A non-aligned centrist who made his fortune in the consumer-credit business, the 51-year-old Kiska will be Slovakia's first president since independence in 1993 without a past in the Communist party.
"I want to re-establish the people's trust in the office of president," Kiska said in a victory speech at his campaign headquarters in the capital Bratislava.
The millionaire-turned-philanthropist who has given away most of his fortune to charity also vowed to "make politics more human."
Fico, who will likely stay on as prime minister in the runup to a 2016 general election, conceded defeat as results showed Kiska winning a landslide.
Based on results from 99 percent the vote, Kiska scored 59.4 percent of the vote compared to Fico's 40.6 percent result, the election commission said.
"This election was a referendum on Fico and his government, and he clearly lost it," Grigorij Meseznikov, Bratislava-based analyst from the Institute for Public Affairs told AFP of the premier's failed attempt to monopolies power.
"The vast majority of voters have expressed their disillusion with Fico, he was unable to mobilize his core voters," he added.
A prospect of Smer winning control of both parliament and the presidency galvanized opponents in the ex-communist country of 5.4 million, which joined the European Union in 2004 and the eurozone in 2009.

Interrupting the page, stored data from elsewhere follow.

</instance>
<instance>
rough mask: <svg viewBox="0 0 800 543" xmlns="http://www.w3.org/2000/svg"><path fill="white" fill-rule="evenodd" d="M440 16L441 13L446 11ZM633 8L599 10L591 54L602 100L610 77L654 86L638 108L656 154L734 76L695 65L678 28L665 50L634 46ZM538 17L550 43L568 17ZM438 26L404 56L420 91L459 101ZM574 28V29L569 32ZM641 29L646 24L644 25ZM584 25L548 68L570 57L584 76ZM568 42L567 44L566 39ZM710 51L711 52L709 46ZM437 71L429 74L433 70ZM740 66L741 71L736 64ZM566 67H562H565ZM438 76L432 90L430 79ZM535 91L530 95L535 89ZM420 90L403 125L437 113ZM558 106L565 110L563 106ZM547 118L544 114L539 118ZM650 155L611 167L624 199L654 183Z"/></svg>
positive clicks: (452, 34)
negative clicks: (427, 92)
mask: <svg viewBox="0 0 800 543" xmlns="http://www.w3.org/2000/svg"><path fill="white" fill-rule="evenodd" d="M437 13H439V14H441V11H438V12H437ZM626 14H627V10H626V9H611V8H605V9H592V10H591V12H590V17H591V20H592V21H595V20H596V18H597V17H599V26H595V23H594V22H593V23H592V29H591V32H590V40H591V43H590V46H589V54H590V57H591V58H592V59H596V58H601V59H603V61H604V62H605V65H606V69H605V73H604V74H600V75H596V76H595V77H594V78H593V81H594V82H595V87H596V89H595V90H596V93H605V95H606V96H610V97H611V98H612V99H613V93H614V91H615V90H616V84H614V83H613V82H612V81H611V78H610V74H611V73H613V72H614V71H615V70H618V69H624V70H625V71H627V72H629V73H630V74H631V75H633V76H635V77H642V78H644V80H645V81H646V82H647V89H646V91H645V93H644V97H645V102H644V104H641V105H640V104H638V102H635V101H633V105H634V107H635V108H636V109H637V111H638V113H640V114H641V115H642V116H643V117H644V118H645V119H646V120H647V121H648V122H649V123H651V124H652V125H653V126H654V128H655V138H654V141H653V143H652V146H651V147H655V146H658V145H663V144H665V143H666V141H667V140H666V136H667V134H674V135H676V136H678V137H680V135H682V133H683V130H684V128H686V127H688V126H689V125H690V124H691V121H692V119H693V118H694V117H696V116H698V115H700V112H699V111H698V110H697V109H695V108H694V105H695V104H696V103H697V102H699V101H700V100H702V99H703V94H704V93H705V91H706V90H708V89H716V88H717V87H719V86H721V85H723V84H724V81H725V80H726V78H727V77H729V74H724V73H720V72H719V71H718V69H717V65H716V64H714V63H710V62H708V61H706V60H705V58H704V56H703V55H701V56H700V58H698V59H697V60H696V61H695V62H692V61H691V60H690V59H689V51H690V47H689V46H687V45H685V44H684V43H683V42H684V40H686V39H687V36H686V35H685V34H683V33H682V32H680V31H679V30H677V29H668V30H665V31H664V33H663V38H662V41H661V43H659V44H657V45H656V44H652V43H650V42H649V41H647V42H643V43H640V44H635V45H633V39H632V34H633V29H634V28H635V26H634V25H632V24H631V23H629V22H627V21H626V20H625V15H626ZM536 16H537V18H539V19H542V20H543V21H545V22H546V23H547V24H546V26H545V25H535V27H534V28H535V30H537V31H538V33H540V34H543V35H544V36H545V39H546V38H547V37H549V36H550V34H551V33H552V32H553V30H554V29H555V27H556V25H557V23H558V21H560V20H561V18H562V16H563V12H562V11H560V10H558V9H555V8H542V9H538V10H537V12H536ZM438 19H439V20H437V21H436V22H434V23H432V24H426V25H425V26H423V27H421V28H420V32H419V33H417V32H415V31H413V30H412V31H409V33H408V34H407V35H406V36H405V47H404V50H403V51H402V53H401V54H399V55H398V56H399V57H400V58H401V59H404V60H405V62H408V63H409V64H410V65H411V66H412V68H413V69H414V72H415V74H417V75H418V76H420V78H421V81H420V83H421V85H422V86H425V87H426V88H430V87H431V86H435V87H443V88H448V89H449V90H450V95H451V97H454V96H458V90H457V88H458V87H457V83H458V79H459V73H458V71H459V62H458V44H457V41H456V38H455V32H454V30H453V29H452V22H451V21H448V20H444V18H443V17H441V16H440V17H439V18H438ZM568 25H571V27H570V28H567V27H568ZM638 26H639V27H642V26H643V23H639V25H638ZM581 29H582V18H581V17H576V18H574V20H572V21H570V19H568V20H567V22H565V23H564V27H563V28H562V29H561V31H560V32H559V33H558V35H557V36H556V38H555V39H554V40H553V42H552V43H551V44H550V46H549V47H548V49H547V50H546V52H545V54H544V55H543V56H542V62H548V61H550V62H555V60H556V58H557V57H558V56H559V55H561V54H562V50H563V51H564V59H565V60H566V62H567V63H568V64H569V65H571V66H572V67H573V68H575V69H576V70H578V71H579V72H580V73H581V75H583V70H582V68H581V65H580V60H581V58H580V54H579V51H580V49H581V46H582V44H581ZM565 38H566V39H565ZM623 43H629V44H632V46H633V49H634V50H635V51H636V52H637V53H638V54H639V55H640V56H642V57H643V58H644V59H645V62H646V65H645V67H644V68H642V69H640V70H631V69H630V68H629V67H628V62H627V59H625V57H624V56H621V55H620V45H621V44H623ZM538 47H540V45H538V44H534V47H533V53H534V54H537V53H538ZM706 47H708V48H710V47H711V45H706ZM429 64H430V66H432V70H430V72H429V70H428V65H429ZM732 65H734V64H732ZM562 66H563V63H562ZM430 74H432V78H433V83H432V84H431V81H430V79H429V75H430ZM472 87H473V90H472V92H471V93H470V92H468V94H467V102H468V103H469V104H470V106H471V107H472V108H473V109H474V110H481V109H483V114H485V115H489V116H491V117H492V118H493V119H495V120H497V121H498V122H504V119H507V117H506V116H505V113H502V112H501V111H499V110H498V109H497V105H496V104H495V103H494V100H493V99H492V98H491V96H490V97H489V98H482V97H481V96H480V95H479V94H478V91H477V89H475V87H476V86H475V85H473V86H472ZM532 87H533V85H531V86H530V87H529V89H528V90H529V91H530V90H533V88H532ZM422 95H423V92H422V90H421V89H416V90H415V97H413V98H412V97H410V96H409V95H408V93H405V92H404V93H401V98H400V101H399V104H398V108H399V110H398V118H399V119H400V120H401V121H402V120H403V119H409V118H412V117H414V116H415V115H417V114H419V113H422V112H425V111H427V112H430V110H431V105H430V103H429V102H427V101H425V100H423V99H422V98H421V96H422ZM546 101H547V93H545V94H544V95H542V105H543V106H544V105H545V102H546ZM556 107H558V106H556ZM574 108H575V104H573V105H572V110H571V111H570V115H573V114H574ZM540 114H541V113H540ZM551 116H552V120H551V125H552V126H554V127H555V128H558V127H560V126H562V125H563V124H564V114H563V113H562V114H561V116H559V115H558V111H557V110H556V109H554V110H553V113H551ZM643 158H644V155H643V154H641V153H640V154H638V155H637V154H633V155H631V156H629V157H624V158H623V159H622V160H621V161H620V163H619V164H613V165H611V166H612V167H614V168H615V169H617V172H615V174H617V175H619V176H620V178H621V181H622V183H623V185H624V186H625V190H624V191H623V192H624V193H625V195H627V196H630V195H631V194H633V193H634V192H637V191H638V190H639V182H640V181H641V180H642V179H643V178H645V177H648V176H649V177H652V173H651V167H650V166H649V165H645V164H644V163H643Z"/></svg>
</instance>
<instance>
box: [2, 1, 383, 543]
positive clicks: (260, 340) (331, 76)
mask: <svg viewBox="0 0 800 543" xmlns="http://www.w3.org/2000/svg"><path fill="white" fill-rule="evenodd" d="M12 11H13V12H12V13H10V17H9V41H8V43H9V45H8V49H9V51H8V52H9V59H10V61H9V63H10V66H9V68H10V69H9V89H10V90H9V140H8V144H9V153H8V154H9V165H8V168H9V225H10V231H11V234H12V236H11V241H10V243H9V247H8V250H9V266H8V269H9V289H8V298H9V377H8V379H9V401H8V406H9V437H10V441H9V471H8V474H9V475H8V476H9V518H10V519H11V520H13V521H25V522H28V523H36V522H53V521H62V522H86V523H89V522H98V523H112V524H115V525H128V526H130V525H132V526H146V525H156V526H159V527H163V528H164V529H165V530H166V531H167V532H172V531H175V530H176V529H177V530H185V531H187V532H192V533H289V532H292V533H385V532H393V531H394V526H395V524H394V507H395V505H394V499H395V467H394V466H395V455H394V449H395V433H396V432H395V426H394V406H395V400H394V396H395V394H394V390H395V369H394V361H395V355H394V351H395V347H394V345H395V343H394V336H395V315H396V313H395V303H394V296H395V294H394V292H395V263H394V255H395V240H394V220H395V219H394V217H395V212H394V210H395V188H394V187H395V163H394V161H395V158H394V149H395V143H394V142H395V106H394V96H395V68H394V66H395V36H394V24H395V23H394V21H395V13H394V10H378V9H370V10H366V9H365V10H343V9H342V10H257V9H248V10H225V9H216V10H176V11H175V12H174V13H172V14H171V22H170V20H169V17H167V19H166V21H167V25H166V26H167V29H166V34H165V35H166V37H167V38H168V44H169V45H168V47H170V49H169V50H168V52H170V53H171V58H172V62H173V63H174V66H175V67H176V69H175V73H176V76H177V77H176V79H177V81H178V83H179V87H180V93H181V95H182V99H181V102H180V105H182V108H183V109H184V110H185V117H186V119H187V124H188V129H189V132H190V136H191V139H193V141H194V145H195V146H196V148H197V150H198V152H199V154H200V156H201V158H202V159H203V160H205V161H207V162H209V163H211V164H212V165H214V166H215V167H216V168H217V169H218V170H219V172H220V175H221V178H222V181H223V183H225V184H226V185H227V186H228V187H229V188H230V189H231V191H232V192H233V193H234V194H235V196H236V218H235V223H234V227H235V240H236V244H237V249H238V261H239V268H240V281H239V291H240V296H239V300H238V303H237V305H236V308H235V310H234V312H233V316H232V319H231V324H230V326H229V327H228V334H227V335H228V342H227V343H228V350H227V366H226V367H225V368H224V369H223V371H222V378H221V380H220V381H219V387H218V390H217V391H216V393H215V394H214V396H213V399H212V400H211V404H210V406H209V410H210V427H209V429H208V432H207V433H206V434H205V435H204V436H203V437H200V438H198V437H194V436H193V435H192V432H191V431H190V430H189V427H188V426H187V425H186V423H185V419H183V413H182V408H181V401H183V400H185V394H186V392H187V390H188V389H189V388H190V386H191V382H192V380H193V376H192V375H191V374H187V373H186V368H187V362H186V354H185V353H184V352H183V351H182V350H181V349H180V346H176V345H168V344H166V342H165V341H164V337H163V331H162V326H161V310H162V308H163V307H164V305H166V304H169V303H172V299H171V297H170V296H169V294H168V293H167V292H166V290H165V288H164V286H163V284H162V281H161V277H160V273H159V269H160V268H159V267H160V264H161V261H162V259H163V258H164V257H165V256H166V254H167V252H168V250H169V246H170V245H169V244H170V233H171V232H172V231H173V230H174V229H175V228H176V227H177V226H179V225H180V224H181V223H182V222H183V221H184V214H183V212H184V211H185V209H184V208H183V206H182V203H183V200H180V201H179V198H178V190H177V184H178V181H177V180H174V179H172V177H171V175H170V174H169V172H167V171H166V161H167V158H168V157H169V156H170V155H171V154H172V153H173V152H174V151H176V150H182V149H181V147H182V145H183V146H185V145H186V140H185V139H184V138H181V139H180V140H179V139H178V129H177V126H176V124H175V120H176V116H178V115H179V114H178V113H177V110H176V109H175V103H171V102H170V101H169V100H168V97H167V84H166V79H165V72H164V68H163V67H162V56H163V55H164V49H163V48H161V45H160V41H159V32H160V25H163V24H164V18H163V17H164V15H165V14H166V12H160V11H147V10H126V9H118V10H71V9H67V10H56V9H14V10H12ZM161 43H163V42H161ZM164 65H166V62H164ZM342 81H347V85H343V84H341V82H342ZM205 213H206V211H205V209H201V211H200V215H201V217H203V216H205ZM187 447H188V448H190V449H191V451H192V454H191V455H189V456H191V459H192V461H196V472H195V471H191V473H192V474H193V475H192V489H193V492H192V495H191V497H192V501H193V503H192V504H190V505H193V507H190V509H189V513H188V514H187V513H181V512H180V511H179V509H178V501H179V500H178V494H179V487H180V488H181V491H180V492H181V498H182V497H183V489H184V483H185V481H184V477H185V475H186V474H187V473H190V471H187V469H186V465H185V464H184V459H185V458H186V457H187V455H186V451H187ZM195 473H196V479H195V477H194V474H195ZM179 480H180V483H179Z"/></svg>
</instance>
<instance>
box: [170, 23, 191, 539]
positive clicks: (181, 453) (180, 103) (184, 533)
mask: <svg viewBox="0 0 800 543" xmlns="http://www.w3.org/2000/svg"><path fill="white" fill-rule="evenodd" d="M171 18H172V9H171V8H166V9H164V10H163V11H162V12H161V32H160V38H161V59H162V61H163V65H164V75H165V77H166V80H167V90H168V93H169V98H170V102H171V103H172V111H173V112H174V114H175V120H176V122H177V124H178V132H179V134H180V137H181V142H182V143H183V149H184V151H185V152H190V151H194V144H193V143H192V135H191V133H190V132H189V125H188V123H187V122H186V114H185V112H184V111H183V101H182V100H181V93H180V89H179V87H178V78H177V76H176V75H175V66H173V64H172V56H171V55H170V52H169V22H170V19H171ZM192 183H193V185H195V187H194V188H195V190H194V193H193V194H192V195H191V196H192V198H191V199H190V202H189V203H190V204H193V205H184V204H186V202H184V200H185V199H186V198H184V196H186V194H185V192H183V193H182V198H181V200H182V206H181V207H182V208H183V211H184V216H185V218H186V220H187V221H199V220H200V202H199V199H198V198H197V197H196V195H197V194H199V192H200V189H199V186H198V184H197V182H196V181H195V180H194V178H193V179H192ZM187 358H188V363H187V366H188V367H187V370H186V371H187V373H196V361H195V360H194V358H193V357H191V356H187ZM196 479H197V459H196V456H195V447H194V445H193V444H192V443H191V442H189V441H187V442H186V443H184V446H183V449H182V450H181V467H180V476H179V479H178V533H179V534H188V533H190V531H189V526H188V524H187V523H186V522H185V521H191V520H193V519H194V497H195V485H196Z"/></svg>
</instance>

Fico's party has a majority 83 seats in the 150-member parliament, with the next general election scheduled for 2016.
Analysts also warned that if he had taken the presidency, Fico could have tried to amend the constitution to boost presidential powers and transform the parliamentary system into a presidential one.
Crucially, Kiska sold himself as a bulwark against a Fico power grab.